The document notes that the risk of acting in a damaging way depends on the psychosexual development of youth. Specifically, youth aged 5 to 25 should be targeted by sexual education. Acting in childhood leads to the development of knowledge and expertise over the span of a lifetime. This information will then help teenagers to make the transition into adulthood. Morin agrees and says that the earlier that we can talk about sexuality and love, the easier it will become during puberty.
Morin says that parents remain the main reference when it comes to sexuality because children learn by example, so how parents talk and act towards each other influences the way that the child behave in their relationships. The mother’s identity as a woman and how she perceives herself influences her children, and the same holds true for fathers. Having a healthy attitude about sexuality as parents—showing affection and love and talking about sexuality—is paramount.

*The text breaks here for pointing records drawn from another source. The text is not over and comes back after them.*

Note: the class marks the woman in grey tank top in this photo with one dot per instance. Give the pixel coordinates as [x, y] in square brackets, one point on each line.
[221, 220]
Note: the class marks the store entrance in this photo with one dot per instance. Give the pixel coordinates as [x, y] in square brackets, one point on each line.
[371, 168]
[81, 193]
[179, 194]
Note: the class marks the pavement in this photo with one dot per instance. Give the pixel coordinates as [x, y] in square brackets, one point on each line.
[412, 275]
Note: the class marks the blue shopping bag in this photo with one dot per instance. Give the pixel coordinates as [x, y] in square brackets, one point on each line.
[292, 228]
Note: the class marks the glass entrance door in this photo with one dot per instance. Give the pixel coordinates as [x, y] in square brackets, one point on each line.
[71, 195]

Morin says that the more a child or a teenager is informed, the more prepared they will be: their first time will only happen when they are fully ready. She explains that some parents fear that if they talk about sexuality it will influence their child in a negative manner, but it is quite the contrary. A teen who is able to think critically about sexuality will be less likely to suffer from the consequences of poor behavioural choices.
Morin suggests that parents talk about their first time to root the formative experience in reality. It is important for the teen to realize that it is a first time, after all, and that things don’t always work out as planned. Parents can underline the fact that going through this experience safely with a trusted partner makes it more enjoyable. That way, the teen will have someone to laugh and talk about their experience with.
For parents who are ill at ease having a conversation about sexuality with their children, Morin suggests leaving a book on sexuality around the house, such as Jocelyne Robert’s Full Sexuel. She says that there are also books that exist for parents who want to know how to talk about sexuality with their teenagers.
Since the school system may not be providing equal sexual education to all high school students, the responsibility of talking about sexuality falls heavily on the parents. Parents then need to step in with open lines of communication and let their children know that sexuality is part of life. Open dialogue will positively influence teens as they mature into adults.